Lake Winnipeg is located in central North America, in Manitoba, with its southern end situated merely 55 kilometers north of Winnipeg. It’s the largest lake in Southern Canada, in the most underdeveloped watershed in the country. It has an essential role in local tourism, recreation, commercial and sport fisheries, as well as hydroelectric generation in Manitoba. Winnipeg and Manitoba lakes are remains of the prehistoric Lake Agassiz. The area between the two is called the Interlake Region, whilst the whole region is called the Manitoba Lowlands.
The lake’s drainage basin is home to 7 million people. Numerous communities can be found on its shores, such as Grand Beach, Lester Beach, Riverton, Winnipeg Beach, Victoria Beach and Pine Falls. The lake’s many bays and harbors lengthen the coastline, making it 1750 kilometers long in total.
Lake Winnipeg can be separated into a larger, deeper Northern basin and a smaller, shallower Southern basin. The eastern side is bordered by pristine boreal forests and rivers, making it a potential candidate for a United Nations World Heritage Park. Its coastline is mostly made up of remote sand beaches, large limestone cliffs and is dotted with numerous bat caves. The Manitoba Hydro uses Lake Winnipeg as one of the largest reservoirs in the World.
The lake’s watershed occupies 982 900 km2, with Alberta, Saskatchewan, Manitoba, northwestern part of Ontario, Minnesota and South Dakota. Its drainage system is 40 times larger than the lake’s surface, making it the largest in the World. Because of this massive watershed next to a small water volume, the lake is easily dominated by events in its watershed. Since the lake is relatively shallow, its water column isn’t stratified, so the bottom waters only differ in 1-2OC from the top layer.
The lake has numerous tributaries, of which three are larger. The Saskatchewan River flows from the west through Cedar Lake. The Red River flows in from the south whilst the Winnipeg River enters from the southeast, draining the Lakes of the Woods, Rainy River, and Rainy Lake). These three make up 60% of the lake’s waters. Other inflows are the Poplar, Berens, Pigeon, Dauphin, Fisher rivers. The Dauphin River enters from the west draining Lake Manitoba and Lake Winnipegosis. The Bloodvein River, Berens River, Poplar River and Manigotagan River flow in from the east, within the Canadian Shield.

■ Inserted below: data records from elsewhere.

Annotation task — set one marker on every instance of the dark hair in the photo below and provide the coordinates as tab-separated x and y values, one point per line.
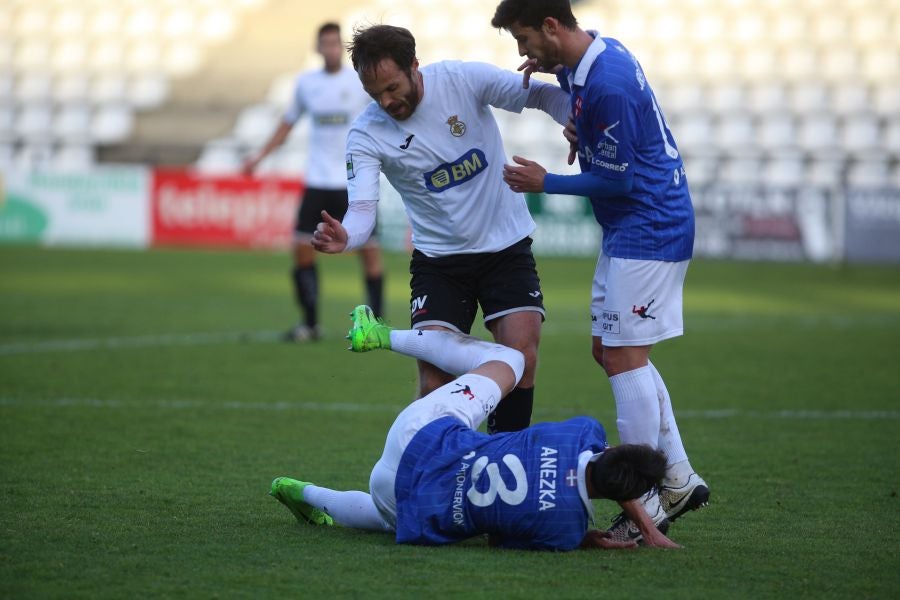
371	45
531	13
628	471
329	27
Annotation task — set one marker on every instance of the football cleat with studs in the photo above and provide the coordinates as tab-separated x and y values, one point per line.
368	332
691	496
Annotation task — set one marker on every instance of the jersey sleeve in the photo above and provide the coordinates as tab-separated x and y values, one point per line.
613	120
363	168
495	86
297	106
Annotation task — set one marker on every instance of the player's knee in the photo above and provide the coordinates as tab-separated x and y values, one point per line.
516	360
597	353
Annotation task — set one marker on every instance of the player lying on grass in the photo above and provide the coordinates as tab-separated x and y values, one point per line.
440	481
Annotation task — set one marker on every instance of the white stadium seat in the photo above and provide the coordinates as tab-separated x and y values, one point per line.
873	173
112	123
256	123
776	131
73	122
147	91
219	157
860	133
784	170
73	157
818	133
73	87
35	122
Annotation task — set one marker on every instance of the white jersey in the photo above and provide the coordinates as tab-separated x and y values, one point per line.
332	100
446	160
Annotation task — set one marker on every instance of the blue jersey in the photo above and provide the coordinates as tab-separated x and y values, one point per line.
525	488
622	132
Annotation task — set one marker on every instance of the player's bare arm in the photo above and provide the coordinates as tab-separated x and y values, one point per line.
652	536
600	539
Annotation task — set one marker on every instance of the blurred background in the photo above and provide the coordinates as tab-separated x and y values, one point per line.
124	122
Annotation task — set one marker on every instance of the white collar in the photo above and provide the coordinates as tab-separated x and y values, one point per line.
583	459
584	66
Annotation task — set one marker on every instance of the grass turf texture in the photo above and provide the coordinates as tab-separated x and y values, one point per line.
142	467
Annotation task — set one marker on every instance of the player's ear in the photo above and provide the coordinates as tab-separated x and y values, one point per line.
549	26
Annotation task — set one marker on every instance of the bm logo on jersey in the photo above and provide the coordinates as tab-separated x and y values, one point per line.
464	168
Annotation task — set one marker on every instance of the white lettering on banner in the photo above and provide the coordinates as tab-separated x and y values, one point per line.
210	206
547	479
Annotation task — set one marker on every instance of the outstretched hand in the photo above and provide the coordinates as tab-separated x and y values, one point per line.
597	538
330	236
529	177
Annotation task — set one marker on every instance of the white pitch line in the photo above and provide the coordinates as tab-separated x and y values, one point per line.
281	406
139	341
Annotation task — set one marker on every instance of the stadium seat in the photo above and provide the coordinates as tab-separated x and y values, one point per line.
108	88
818	132
256	123
809	97
219	157
735	131
768	97
34	88
148	90
35	123
870	172
860	133
784	170
33	156
282	89
112	123
73	157
887	98
743	170
849	98
71	88
776	131
73	122
892	137
825	172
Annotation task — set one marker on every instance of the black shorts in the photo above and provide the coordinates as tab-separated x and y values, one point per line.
447	290
313	202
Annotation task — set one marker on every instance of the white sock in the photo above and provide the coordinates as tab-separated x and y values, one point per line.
350	509
452	352
637	408
669	438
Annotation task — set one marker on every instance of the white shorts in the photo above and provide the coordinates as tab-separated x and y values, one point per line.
637	302
469	398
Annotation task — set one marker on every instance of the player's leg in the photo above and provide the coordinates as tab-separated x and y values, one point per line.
373	271
452	352
442	298
304	274
316	505
509	292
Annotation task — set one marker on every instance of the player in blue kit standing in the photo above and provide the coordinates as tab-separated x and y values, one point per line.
440	481
635	179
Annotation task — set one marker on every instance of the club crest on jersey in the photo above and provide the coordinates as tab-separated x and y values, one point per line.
350	173
457	127
455	173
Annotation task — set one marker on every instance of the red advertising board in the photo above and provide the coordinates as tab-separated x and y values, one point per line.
192	209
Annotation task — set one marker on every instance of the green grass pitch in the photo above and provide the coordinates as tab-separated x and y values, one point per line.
144	410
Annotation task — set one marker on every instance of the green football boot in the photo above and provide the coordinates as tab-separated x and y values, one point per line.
368	332
290	493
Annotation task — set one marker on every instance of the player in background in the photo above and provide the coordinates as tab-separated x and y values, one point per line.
635	179
333	97
432	133
440	481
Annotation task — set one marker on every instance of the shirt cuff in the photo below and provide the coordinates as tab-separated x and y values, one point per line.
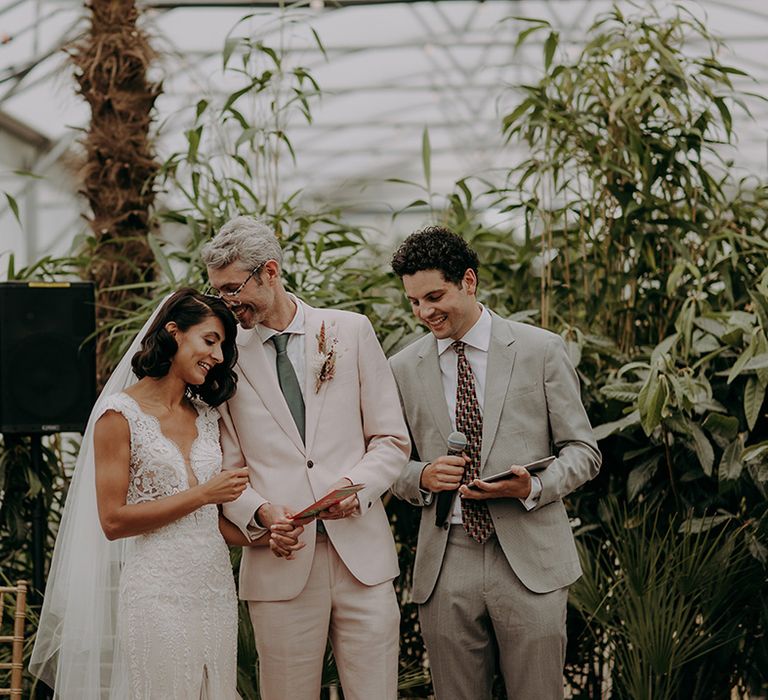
533	497
254	530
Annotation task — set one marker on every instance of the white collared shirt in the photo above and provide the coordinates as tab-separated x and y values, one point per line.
476	341
296	343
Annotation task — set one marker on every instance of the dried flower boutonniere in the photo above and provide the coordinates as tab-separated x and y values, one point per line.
324	361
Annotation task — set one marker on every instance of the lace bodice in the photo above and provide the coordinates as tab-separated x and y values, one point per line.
161	471
177	616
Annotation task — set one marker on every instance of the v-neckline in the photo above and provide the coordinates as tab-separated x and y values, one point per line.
186	461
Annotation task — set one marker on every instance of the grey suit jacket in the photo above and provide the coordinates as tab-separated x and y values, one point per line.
532	408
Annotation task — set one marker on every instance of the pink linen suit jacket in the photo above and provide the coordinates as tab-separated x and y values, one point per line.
354	428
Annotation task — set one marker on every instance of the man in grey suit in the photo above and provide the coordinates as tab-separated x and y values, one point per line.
493	566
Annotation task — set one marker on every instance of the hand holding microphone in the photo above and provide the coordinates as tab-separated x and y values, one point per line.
445	472
443	476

The lake’s main outflow is the Nelson River, regulated for hydroelectric power since 1976, making Lake Winnipeg the third largest hydroelectric reservoir in the World. It forms part of the Hudson watershed, one of the largest in the World. This area used to be known as Rupert’s Land when the Hudson’s Bay Company was chartered in 1670.
Ecology and Threats
Lake Winnipeg is an important site for commercial fisheries. Its catches make up the major part of Manitoba’s $30 million a-year fishing industry. It was once the main source of the goldeye in the country, which is why the fish is often referred to as the “Winnipeg goldeye”. The common carp was introduced through the Red River. Walleye and whitefish make up more than 90% of the lake’s commercial fish.

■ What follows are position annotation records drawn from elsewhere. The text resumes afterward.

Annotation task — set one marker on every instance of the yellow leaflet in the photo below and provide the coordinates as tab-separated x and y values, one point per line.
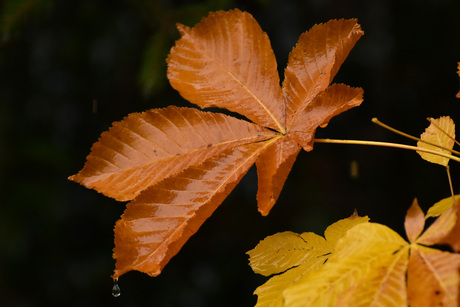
335	231
361	250
270	294
440	132
441	206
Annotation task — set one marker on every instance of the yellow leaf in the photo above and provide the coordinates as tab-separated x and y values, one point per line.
285	250
441	206
337	230
358	252
440	132
433	277
384	285
440	228
298	254
415	222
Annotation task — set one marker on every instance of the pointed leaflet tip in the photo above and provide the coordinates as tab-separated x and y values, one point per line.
414	222
273	168
156	225
145	148
226	61
441	132
315	60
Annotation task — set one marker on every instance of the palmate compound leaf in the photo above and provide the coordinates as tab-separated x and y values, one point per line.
440	132
177	165
295	255
371	265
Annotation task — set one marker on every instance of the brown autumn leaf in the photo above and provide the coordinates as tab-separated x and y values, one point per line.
458	72
177	165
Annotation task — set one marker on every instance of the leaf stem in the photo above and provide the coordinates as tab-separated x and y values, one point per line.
376	121
450	183
386	144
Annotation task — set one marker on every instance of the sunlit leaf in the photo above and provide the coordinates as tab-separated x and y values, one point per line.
177	165
285	250
441	206
360	251
295	255
433	277
440	132
371	265
415	221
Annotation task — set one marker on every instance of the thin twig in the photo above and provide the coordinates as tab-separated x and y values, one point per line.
386	144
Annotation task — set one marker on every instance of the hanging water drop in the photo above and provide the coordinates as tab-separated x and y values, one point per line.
116	292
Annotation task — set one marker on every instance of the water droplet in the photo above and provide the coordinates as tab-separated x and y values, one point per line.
116	292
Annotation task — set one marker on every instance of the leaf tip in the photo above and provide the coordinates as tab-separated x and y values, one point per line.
414	222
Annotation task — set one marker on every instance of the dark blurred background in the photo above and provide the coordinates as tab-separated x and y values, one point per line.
59	59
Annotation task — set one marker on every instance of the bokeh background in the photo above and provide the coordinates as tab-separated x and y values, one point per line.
68	69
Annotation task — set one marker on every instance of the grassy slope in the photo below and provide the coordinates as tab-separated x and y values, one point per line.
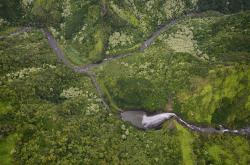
186	140
7	146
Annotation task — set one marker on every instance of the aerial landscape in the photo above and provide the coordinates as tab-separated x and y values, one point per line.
133	82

Recently there has been an explosion in the algae population, caused by excessive amounts of phosphorous seeping into the lake, which because of this isn’t getting enough nitrogen. The phosphorous concentration is three times higher in the southern basin than in the northern. Nitrogen concentration is slightly higher in the south. 6 aquatic invasive species thrive in the lake: the common carp, rainbow smelt, white bass, spiny water flea, the Asian tapeworm and the cladoceran Eusbomina coragoni. Because of the nutrient increase of the ‘90s the phytoplankton biomass has doubled. Phosphorous levels are reaching a point where the lake becomes dangerous for human health. The Global Nature Find declared Lake Winnipeg as “threatened lake of the year” in 2013.

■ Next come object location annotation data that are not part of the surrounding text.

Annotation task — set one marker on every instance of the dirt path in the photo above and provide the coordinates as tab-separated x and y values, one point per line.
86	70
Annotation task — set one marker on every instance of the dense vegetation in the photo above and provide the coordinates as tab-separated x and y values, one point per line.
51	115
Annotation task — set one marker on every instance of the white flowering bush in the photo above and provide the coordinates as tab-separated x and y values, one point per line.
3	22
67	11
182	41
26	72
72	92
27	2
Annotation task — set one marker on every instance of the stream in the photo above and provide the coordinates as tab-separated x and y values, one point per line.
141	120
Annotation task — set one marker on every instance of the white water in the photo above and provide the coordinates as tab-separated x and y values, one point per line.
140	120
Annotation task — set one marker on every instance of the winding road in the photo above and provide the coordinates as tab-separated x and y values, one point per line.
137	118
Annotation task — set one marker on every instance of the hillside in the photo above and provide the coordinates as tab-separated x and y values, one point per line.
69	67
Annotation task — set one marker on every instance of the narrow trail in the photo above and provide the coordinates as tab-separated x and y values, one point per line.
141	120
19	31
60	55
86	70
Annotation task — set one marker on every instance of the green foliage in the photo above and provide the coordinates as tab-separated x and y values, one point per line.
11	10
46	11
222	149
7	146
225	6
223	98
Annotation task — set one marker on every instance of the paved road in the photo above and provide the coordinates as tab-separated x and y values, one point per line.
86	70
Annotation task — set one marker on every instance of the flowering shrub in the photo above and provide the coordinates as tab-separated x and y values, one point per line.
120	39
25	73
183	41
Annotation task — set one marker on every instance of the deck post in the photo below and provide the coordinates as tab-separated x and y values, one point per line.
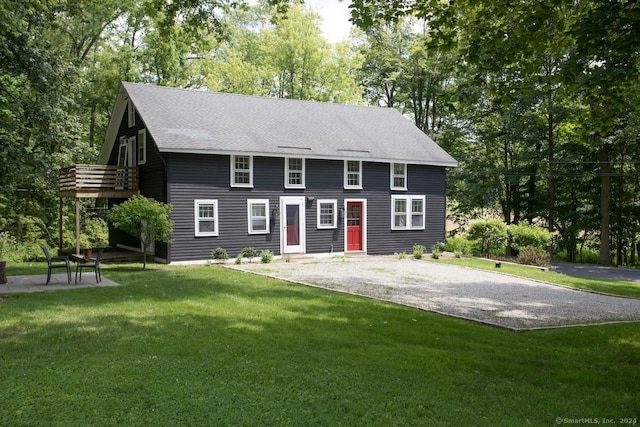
77	225
60	223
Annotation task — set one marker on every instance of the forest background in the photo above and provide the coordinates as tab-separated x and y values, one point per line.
537	100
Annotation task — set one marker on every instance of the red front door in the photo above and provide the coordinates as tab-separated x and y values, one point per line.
354	226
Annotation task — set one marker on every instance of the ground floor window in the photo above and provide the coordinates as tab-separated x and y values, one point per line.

Transportation on Lake Winnipeg
Because of its length Lake Winnipeg and its water system served as an important transportation route in the past, before the construction of railways in Manitoba. In addition to aboriginal canoes and York boats, several steamboats plied the lake, including the Princess, Winnitoba, Woverine and the Colvile. During the winter, the lake freezes over sufficiently to allow trucks cross it, hauling freight to isolated communities around the lake.
Henry Kelsey is the first known European to set foot on the lakeshores in 1690. He adopted the Cree language name for the lake, which was “winipek”, meaning “muddy waters. Later La Verendrye referred to the lake as Ovinipigon when he built the first forts in the area in the 1730s. Then the Red River Colony to the south took the name for Winnipeg, the capital of Manitoba.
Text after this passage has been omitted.